Monday, July 19, 2010
Contact: Ashley Herriman
aherriman@nyrainc.com
COACHING CLUB CELEBRATION AT SARATOGA RACE COURSE JULY 23 & 24
SARATOGA SPRINGS, N.Y. The New York Racing Association, Inc. (NYRA) and The Coaching Club of America will commemorate the 94th running of the Grade 1 Betfair TVG Coaching Club American Oaks on Saturday, July 24, with a two-day celebration of coaching at Saratoga Race Course.

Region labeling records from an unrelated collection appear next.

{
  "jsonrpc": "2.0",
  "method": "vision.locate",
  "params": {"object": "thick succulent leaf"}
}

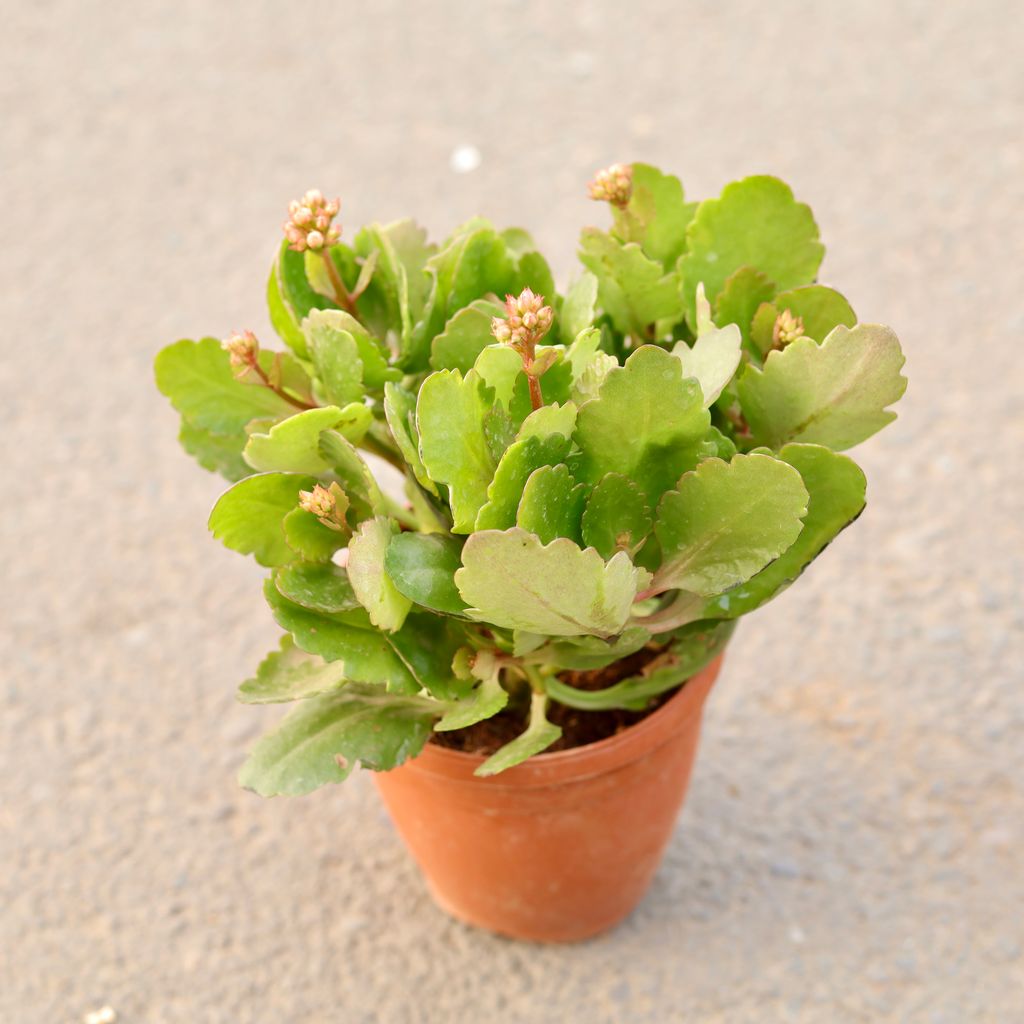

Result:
[348,515,413,633]
[416,370,496,534]
[575,345,711,506]
[580,227,695,338]
[548,622,735,711]
[516,401,577,441]
[583,473,653,558]
[613,164,695,267]
[239,683,438,797]
[473,693,562,777]
[455,527,649,637]
[475,434,569,529]
[263,580,466,698]
[354,219,434,352]
[178,419,253,483]
[703,444,867,618]
[654,455,808,596]
[558,271,597,345]
[238,634,347,703]
[267,240,336,359]
[672,285,743,409]
[515,465,590,544]
[155,338,295,434]
[430,299,505,374]
[715,266,778,345]
[384,534,466,615]
[736,324,906,451]
[273,562,359,613]
[244,406,352,476]
[384,382,437,496]
[755,285,857,353]
[679,174,824,327]
[282,508,350,562]
[319,430,383,522]
[209,473,316,565]
[302,309,366,406]
[434,674,509,732]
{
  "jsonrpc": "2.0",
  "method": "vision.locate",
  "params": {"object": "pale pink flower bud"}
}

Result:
[220,331,259,370]
[285,188,341,253]
[771,309,804,348]
[588,164,633,207]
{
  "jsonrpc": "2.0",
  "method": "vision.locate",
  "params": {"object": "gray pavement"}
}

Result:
[0,0,1024,1024]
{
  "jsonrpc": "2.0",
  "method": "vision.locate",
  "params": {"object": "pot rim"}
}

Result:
[395,654,724,790]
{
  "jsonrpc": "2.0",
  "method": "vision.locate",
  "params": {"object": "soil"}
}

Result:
[430,647,679,756]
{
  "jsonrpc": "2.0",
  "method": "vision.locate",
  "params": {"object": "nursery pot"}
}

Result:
[375,655,722,942]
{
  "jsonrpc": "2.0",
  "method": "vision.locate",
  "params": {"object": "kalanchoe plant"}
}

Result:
[151,164,905,795]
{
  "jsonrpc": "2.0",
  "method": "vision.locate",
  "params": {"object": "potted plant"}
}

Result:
[156,164,905,940]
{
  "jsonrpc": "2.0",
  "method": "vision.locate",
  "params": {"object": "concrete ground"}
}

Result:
[0,0,1024,1024]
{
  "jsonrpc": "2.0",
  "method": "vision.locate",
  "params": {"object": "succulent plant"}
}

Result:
[156,164,906,796]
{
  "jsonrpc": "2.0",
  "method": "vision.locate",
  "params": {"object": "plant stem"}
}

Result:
[321,248,358,319]
[251,359,317,411]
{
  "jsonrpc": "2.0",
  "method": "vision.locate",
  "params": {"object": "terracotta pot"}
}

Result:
[375,656,722,942]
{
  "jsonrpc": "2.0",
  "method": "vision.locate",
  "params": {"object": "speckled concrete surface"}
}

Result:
[0,0,1024,1024]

Formerly run at 1¼ miles at the close of the Belmont Park Spring/Summer Meet, the historic Betfair TVG Coaching Club American Oaks for 3-year-old fillies will be staged at the Spa for the first time this year at its new distance of 1 1/8th miles. The race was run for the first time in 1917 and named to honor the Coaching Club, which then required its members to be able to drive a coach and four horses with a single group of reins, called "four-in-hand." The original race conditions of the Coaching Club were set by August Belmont II to emulate the Epsom Oaks (now known as the Investec Oaks) run at Epsom Downs in England.

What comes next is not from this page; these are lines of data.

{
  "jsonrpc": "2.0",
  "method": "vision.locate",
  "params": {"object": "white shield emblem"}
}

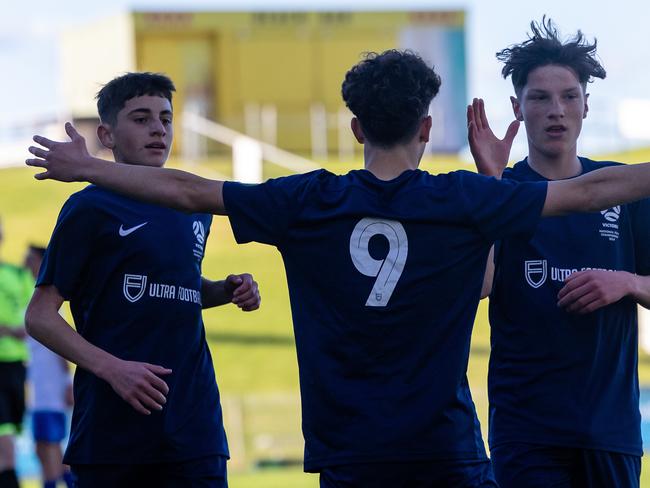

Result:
[122,274,147,303]
[525,259,546,288]
[192,220,205,245]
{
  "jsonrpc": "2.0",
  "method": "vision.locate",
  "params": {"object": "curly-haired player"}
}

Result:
[470,20,650,488]
[28,51,650,488]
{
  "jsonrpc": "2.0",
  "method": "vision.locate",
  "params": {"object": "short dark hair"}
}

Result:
[95,72,176,124]
[341,49,440,147]
[497,16,606,93]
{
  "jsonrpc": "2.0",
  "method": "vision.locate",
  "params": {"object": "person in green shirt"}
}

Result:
[0,217,34,488]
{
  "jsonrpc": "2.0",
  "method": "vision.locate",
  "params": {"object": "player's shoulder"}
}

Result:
[578,156,625,173]
[0,261,29,275]
[0,262,32,288]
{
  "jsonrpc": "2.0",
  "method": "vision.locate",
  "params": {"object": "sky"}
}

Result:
[0,0,650,153]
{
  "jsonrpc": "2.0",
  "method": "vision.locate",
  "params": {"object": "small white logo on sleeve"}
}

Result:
[192,220,205,244]
[122,274,147,303]
[192,220,205,260]
[524,259,548,288]
[119,222,149,237]
[600,205,621,222]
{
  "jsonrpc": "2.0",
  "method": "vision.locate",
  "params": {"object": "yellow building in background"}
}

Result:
[64,11,466,156]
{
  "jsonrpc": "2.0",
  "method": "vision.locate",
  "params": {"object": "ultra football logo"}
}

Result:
[524,259,548,288]
[122,274,147,303]
[192,220,205,260]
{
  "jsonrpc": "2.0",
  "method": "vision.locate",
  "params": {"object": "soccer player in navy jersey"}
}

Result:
[27,73,260,488]
[27,50,650,488]
[468,20,650,488]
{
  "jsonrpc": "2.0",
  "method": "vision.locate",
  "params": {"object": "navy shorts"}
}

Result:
[490,443,641,488]
[32,410,66,443]
[320,461,497,488]
[71,456,228,488]
[0,361,26,435]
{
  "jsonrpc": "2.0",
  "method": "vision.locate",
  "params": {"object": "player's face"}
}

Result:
[100,95,174,167]
[512,65,588,158]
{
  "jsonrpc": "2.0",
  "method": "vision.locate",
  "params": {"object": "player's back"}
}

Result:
[224,170,545,470]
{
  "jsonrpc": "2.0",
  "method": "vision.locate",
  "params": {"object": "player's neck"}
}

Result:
[528,151,582,180]
[363,144,422,181]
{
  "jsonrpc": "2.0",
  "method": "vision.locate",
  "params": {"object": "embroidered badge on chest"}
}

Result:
[598,206,621,241]
[192,220,205,260]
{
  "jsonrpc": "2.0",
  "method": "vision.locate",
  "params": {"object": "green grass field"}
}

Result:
[0,150,650,488]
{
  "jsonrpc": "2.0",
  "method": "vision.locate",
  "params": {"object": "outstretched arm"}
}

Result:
[542,163,650,217]
[25,285,172,415]
[25,123,225,215]
[467,98,519,299]
[201,273,262,312]
[558,269,650,314]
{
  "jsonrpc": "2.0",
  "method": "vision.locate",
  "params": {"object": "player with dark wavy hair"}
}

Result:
[469,19,650,488]
[28,51,650,488]
[26,73,260,488]
[341,50,440,147]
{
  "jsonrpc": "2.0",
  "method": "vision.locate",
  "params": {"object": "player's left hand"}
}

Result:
[25,122,91,182]
[224,273,262,312]
[557,269,630,314]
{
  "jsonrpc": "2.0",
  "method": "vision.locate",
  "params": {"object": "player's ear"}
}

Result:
[350,117,366,144]
[510,97,524,122]
[97,124,115,149]
[420,115,433,142]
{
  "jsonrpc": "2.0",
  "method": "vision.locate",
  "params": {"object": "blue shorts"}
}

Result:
[320,461,497,488]
[71,456,228,488]
[32,410,66,443]
[490,443,641,488]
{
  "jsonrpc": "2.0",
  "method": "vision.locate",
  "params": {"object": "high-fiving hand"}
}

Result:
[467,98,519,178]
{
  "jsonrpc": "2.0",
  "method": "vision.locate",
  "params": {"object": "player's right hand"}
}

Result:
[25,122,91,182]
[467,98,519,178]
[102,358,172,415]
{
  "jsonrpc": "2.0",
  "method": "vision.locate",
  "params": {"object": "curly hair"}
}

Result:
[95,72,176,124]
[341,49,440,147]
[496,16,606,93]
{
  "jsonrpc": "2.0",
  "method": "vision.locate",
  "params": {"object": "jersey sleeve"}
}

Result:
[631,199,650,276]
[22,269,34,308]
[459,171,547,242]
[36,195,97,300]
[223,173,313,246]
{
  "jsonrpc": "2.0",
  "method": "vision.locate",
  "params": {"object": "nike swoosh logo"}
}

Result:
[120,222,149,237]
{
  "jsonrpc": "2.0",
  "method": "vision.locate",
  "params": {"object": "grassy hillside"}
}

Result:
[0,151,650,488]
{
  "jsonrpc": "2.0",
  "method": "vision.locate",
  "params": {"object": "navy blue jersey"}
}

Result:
[37,186,228,464]
[488,158,650,455]
[223,170,546,471]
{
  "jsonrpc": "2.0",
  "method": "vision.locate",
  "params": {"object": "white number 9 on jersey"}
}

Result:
[350,218,408,307]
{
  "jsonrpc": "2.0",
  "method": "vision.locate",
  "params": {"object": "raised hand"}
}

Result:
[25,122,91,182]
[467,98,519,178]
[557,269,633,314]
[224,273,262,312]
[101,358,172,415]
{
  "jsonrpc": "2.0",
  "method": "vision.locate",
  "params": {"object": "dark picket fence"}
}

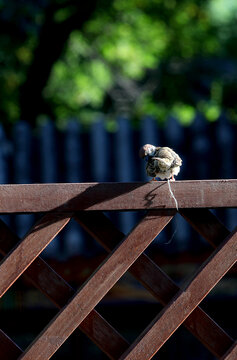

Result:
[0,115,237,259]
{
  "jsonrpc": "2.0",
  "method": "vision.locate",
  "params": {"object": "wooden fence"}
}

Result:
[0,180,237,360]
[0,115,237,259]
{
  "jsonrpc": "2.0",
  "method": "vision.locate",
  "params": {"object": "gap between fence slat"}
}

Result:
[120,230,237,360]
[0,329,22,360]
[74,212,233,357]
[0,220,129,360]
[20,212,173,360]
[0,213,71,297]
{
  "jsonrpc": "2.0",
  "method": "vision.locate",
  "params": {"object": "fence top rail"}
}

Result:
[0,179,237,213]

In recognition of the change in distance and new home of the race, The Coaching Club will display two antique coaches at Saratoga Race Course on Friday, July 23, and Saturday, July 24, one near the fountain at the Clubhouse entrance, and the other in the Grandstand Backyard area, both attended by Coaching Club members.
One display coach will be the Nimrod, a road coach used for public transportation in England in the late 1920s and 30s, and the other a fully-restored, custom-made "Park Drag," or private coach, originally manufactured in 1892 for prominent New York businessman Joseph Tuckerman Tower.

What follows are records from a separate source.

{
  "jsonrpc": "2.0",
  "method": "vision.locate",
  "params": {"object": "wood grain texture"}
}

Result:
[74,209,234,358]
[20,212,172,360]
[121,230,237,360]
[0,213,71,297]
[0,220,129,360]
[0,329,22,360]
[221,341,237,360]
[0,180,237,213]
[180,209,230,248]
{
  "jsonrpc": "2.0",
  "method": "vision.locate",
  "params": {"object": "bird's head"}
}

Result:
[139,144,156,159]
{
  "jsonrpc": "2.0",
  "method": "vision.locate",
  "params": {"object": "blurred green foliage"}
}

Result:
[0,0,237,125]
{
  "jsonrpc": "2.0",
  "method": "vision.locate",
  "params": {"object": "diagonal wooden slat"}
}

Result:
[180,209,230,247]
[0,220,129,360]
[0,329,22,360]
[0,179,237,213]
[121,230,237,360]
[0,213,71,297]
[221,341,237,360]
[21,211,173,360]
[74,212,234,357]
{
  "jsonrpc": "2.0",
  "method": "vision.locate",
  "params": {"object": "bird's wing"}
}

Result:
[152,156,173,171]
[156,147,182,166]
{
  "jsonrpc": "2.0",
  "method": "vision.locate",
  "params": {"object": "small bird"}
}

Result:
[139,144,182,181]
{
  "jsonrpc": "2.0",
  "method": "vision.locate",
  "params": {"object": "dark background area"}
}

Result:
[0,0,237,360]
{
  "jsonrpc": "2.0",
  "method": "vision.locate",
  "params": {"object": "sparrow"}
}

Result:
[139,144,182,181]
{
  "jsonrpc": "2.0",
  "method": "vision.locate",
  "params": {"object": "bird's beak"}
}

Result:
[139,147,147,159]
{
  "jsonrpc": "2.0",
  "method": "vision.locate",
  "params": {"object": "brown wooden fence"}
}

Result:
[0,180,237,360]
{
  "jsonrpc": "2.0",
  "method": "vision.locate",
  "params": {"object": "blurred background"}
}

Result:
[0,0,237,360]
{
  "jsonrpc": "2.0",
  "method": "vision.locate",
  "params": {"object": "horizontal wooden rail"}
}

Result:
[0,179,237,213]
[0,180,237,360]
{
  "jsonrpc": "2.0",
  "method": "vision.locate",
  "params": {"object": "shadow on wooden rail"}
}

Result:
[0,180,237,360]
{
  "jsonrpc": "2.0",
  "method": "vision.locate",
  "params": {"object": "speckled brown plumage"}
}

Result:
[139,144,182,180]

At 12:30 p.m., before the first race on Saturday, July 24, Coaching Club president Louis G. Piancone will drive the Tantivy, also a road coach, pulled by four horses down the Saratoga stretch, followed by a parade of Coaching Club members.
Coaching Clubs originally evolved in England in the 19th Century in order to preserve the pastime as horse-drawn mail carriages were increasingly replaced by railroads. Towards the end of the century, the desire to safeguard coaching reached America. The Coaching Club of New York was formed in 1875 by Col. Delancey Astor Kane and Col. William Jay, and the group held its first coaching "meet" to showcase the skilled drivers and fine carriages at Madison Square in 1876. Though such meets were popular events, coaching historians assert that Coaching Club members would also strive to drive public coaches carrying paying passengers over established routes. Today, coaching exists as a throwback to another era, an opportunity to exhibit the mastery of "four-in-hand" driving and emphasize the careful workmanship of historic carriages.